Malvis Laurencio Benítez llora y se enjuga las lágrimas con orgullo. Las disimula con enojo, como quien no puede permitirse semejante majadería. Tiene 52 años, nació en Guantánamo y no puede trabajar en La Habana, donde vive, porque es inmigrante ilegal. Tan ilegal como las casi 9.000 personas que llegaron en 2014 desde las provincias orientales fundamentalmente. E ilegal ha sido por 16 años.
No llora cuando despierta en su casa hecha con remiendos de tablas, telas y poliespumas, en un barrio insalubre. Tampoco llora cuando sale a vender productos de limpieza en la única zona donde la policía no la molesta. Ni una lágrima larga mientras habla de su único hijo, asesinado por causas desconocidas en Guantánamo, o de su única hermana, que se suicidó prendiéndose candela y dejó a una hija que tampoco tiene padre.
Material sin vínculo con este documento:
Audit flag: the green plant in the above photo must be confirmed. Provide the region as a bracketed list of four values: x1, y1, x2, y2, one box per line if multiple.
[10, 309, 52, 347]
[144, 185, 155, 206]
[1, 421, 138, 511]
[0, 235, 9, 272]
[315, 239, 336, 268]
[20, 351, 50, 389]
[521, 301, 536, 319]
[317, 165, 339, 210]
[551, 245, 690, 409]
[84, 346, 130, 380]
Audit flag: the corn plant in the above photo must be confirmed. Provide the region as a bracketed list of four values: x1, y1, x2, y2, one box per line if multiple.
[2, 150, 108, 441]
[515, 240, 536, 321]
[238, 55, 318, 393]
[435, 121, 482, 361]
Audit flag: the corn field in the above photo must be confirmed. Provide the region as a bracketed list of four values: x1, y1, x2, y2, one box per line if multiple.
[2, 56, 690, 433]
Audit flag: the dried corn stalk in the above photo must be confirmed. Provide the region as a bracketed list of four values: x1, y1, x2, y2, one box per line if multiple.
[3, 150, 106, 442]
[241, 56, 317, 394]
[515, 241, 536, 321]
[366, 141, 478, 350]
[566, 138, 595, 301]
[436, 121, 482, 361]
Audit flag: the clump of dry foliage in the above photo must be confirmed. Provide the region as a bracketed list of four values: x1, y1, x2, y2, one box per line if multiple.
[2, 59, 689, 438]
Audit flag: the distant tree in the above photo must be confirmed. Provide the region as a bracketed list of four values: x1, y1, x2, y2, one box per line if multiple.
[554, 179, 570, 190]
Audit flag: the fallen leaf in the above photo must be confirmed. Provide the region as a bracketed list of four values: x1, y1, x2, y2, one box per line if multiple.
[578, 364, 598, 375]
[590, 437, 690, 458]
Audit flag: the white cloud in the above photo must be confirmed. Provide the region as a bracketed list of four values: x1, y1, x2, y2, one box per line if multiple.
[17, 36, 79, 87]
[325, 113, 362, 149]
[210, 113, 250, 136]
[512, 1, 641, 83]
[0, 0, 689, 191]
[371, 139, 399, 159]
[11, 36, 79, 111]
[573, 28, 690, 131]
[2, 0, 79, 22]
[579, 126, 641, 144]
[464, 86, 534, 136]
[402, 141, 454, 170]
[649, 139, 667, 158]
Malvis ha criado tres niños. Ninguno propio. A la hija de su hermana. A la hija de la hija de su hermana. Y al hijo de su hijo. Cuando regresó a Guantánamo de visita, hace ya quince años, el hijo de su hijo tenía tres años. “Si tú no me llevas ahora”, le dijo el niño, “yo me monto en el tren y me voy para La Habana”. Malvis Laurencio sólo llora entonces, mientras repite la historia.